Wednesday, December 2, 2020

RUSALKA (Glyndebourne Festival Opera)****


By Dave

Link: https://www.youtube.com/watch?v=lyrGRoa7FuI&feature=emb_logo

Available until: Friday 4th December, 6pm

I possibly shouldn’t be posting this as the opera is Unlisted on youtube and I only found out because I’m subscribed to the ATG Tickets emails and one contained this link. So if anyone wants this taken down, we’re very happy to do that but in the meantime it seems a shame that only ATG tickets supporters can see it. It’s not like we actually pay ATG Tickets anything. Not unless we attend their shows.

But anyway, this is a video of Glyndebourne’s production of Antonín Dvořák’s opera Rusalka which I think is from 2019.

Most fans of opera will be familiar with Rusalka’s Song to the Moon which is a regular in concerts and on CD recordings and that arguably is the highlight but the music is great all the way through. It’s passionate, it’s atmospheric, and Robin Ticciati conducts the London Philharmonic Orchestra in a sensual reading of the score. The production is quite naughty in places and you can certainly get a sense of that in the music.

It’s a story we all probably have some familiarity with – it’s basically The Little Mermaid. (No singing crab in this production but there is lots of singing.) The mermaid Rusalka falls in love with a human Prince and asks a witch to cast a spell to make her human – at the expense of losing her voice. You’ll have to wait and see whether they get the Disney happy ending.

Movement is very important in Melly Still’s production. Professional dancers are used but there is also choreography given to the singers, whether it’s a complete dance routine (they do very well) or graceful movement to suggest a feeling of floating. Or swimming. It’s very effective and it can make some parts of the opera seem almost dreamlike.

Paule Constable is the lighting director and if at first Rusalka’s world seems a little too dark, you soon get used to that. The human world is almost shockingly bright by contrast and it really brought it home to me that Rusalka’s problems on entering the human world aren’t just social. Everything is completely different, including Rusalka’s own body.

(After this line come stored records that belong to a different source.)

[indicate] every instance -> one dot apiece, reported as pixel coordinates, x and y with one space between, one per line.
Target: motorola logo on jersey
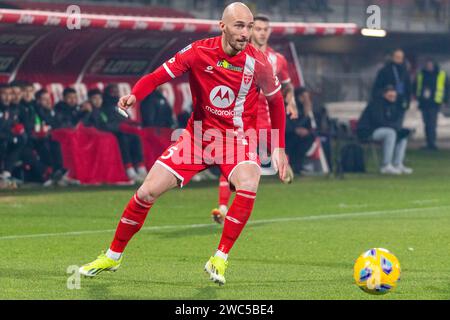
221 97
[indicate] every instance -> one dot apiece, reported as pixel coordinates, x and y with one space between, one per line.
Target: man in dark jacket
396 74
105 117
156 111
12 133
431 89
382 121
48 149
68 112
299 134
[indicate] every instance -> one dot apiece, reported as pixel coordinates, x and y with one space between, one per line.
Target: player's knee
248 183
147 193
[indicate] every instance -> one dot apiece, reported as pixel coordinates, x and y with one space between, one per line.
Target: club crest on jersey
185 49
226 65
221 97
247 78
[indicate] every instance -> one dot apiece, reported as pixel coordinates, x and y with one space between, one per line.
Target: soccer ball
377 271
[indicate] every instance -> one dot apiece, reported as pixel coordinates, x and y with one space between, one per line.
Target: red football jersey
280 69
224 88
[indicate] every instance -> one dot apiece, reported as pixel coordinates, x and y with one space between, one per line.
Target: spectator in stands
19 157
381 121
396 74
299 134
27 113
5 134
156 111
431 89
104 117
12 134
68 111
48 149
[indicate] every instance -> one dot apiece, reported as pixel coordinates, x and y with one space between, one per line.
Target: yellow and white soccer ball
377 271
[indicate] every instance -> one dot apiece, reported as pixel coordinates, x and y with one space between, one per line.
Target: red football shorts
189 156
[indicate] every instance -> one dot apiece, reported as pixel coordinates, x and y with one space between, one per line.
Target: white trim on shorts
171 170
246 161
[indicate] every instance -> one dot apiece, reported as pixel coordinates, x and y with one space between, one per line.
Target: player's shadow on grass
9 273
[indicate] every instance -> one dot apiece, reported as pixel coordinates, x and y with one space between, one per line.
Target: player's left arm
287 88
171 69
271 86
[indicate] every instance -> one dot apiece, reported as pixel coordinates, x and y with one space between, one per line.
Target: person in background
156 111
299 134
68 112
21 161
381 121
394 73
104 117
48 149
431 88
12 134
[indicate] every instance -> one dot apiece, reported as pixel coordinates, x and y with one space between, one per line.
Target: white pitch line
262 221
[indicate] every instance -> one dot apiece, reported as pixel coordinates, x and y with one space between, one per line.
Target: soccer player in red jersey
260 38
226 74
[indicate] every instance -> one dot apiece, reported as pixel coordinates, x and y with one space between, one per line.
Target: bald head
236 26
236 10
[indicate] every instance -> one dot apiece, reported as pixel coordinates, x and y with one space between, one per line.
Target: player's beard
238 45
234 43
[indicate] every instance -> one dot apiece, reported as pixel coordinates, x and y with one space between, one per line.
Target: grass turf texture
307 258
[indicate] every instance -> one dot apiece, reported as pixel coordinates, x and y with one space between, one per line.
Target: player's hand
291 110
280 162
127 101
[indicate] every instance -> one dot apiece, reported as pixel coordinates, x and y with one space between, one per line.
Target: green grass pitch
301 241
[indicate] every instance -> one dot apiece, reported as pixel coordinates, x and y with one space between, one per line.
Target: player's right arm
171 69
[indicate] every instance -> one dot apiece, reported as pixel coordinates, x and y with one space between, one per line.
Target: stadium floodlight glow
373 32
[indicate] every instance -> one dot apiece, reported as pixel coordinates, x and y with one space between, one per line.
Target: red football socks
133 218
224 191
236 219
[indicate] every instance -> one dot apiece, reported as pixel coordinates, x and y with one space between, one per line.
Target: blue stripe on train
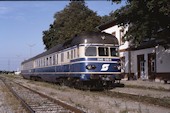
95 59
80 67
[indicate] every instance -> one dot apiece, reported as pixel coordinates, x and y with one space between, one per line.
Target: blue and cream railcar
90 58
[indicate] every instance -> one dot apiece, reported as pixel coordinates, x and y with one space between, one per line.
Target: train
88 60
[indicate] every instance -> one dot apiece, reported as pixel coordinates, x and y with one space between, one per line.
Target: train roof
90 37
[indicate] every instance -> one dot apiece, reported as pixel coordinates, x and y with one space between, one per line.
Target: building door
141 66
151 65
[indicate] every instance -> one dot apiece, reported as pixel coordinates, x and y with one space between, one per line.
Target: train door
151 65
141 66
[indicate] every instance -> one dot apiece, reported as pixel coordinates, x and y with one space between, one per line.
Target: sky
22 23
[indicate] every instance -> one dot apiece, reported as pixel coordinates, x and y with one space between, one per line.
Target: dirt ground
96 102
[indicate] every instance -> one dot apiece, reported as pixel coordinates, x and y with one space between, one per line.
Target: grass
144 87
155 101
12 101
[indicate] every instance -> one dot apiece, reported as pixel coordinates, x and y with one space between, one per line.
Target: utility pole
31 45
9 64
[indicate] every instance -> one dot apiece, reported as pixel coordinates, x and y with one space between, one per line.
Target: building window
62 57
71 54
53 59
68 56
90 51
74 53
121 36
57 59
103 51
46 61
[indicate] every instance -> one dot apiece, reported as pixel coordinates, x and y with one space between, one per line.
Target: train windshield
90 51
103 51
113 51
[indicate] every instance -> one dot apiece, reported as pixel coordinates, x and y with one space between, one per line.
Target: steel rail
69 107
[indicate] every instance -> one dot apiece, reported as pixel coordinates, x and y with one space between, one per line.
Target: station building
147 61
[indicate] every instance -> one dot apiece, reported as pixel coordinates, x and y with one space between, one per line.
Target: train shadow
116 85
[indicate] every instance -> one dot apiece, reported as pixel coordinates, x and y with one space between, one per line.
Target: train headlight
118 67
90 67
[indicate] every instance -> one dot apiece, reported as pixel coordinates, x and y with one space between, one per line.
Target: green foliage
73 19
147 19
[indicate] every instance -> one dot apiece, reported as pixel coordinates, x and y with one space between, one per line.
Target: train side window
53 59
103 51
68 56
50 60
46 61
77 51
71 54
113 51
56 58
74 53
62 57
90 51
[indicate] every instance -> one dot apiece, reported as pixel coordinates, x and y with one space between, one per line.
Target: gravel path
95 102
144 92
148 84
4 106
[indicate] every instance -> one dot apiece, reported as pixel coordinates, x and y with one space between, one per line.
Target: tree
147 19
73 19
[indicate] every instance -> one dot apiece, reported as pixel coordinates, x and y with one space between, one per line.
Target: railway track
35 102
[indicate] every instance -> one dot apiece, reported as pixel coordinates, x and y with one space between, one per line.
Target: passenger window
103 51
90 51
113 51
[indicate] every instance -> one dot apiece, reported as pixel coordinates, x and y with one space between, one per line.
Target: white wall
117 30
140 52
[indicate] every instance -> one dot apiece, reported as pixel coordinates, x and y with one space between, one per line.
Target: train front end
100 65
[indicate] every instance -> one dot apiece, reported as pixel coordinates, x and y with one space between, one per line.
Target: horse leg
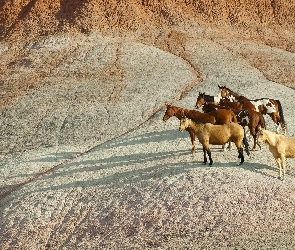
241 155
279 163
283 166
192 135
210 158
253 133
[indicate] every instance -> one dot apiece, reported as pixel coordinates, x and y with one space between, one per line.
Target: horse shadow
165 135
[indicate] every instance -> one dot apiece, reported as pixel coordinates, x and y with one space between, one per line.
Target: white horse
280 146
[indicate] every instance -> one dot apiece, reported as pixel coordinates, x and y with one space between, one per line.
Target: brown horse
181 113
203 98
246 118
217 135
253 120
280 146
263 105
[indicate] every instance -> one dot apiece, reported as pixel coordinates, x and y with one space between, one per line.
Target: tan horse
217 135
193 114
280 146
263 105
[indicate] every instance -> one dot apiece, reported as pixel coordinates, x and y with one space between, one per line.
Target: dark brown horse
263 105
193 114
251 119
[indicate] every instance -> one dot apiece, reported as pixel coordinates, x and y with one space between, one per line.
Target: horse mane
209 98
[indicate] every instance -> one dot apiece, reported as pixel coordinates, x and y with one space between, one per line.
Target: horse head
184 123
200 100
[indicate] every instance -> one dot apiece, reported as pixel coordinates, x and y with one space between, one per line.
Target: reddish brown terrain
86 160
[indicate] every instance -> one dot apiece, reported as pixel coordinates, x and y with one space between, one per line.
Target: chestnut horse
246 118
181 113
219 117
203 98
217 135
263 105
280 146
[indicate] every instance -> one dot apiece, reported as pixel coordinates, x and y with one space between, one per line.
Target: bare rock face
86 160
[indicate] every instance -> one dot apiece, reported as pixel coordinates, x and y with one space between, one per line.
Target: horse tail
246 143
262 121
281 114
234 117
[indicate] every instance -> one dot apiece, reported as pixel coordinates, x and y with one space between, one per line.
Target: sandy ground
144 189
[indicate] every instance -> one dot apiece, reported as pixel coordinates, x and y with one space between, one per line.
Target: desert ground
87 161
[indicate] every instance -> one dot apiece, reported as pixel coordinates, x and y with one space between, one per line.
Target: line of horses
226 118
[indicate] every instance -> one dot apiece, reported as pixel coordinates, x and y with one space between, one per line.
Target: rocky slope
86 161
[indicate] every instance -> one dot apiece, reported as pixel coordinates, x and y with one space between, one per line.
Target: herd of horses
225 119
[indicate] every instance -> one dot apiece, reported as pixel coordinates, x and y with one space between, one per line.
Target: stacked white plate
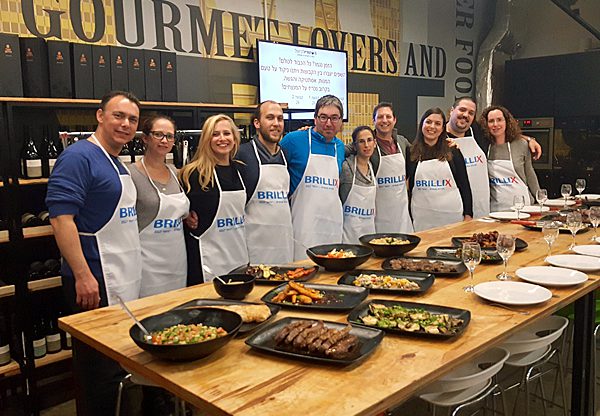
551 276
575 261
512 293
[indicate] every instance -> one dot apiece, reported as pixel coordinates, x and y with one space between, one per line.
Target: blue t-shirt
85 184
295 148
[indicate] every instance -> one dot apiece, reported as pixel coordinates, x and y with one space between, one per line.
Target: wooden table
239 381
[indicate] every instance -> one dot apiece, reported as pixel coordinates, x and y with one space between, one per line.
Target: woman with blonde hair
217 195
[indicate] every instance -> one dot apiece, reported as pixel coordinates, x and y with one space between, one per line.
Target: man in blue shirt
315 158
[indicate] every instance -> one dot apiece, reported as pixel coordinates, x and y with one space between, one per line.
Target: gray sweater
521 157
147 200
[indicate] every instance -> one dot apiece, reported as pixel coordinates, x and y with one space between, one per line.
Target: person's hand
452 143
191 221
535 148
88 292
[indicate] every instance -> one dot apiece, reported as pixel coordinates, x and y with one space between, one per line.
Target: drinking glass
550 230
541 196
574 222
595 220
505 244
471 256
580 186
518 204
565 191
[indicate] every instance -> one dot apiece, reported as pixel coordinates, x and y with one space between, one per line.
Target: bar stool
469 384
132 378
532 350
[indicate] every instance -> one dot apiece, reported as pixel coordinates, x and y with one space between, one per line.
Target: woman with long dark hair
438 183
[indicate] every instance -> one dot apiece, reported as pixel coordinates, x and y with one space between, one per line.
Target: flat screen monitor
300 75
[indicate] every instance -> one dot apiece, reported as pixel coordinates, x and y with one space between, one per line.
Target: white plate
551 276
512 293
588 250
532 209
509 215
590 196
575 261
558 202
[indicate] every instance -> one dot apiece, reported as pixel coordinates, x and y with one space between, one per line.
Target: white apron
119 243
164 260
269 233
223 245
359 210
392 196
505 184
316 206
476 163
435 199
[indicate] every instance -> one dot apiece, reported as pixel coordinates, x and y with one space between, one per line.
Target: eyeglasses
323 118
159 135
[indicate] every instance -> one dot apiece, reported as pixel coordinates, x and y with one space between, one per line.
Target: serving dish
337 297
278 270
389 250
359 313
458 268
264 340
362 254
229 321
488 256
424 280
246 327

Rusalka is played by Sally Matthews, who was right at the start of her career when I first started getting interested in opera. Obviously, that wasn’t very long ago at all but she’s now an experienced professional who’s moved from lighter repertoire into dramatic soprano territory, with great success. As Rusalka, she sings richly and powerfully, a full, sensual tone that nevertheless conveys Rusalka’s vulnerability and innocence as she seeks, and then finds, a life she can’t fully understand. Sally also copes magnificently with her tail and has to sing part of Song to the Moon lying on her back. She does that magnificently too. Without looking stupid.

Alexander Roslavets, who plays Rusalka’s father Vodnik, has a physical challenge all of his own. He spends the opera wearing something like a body stocking which suggests not only nudity but considerable… endowment. Aashiq said he couldn’t look him in the face. Maybe it’s better if we don’t examine that statement any further. It’s a perfectly reasonable costume for a water nymph but it is a bit surprising. A lot of people see opera as being all boring and respectable, but the things I’ve seen on an opera stage… anyway, once I’d come to terms with the distraction, I noticed Alexander has a really deep bass voice that suggests danger and power. I doubt many men could exude a sense of dignity in that costume, but he manages it.

The Prince, a mere human with no tails of any kind, had quite a lot to compete with. He’s a shallow man who seems to go through life wanting what he can’t have. But don’t we all? Evan LeRoy Johnson is a powerfully-voiced tenor and when the Prince has some genuine emotion to show, he shows it.

Patricia Bardon plays the role of the witch Jezibaba. She’s genuinely creepy and her strong low notes were made for the character. Not someone I’d trust personally but that’s probably why Rusalka is the title character in an opera and I’m just a TV channel. Zoya Tsrerina’s cold Foreign Princess forms a wonderful contrast with the passionate Rusalka and Alix Le Saux is delightful as the gossiping Kitchen Maid. If I don’t hear of her again, I’ll be very surprised.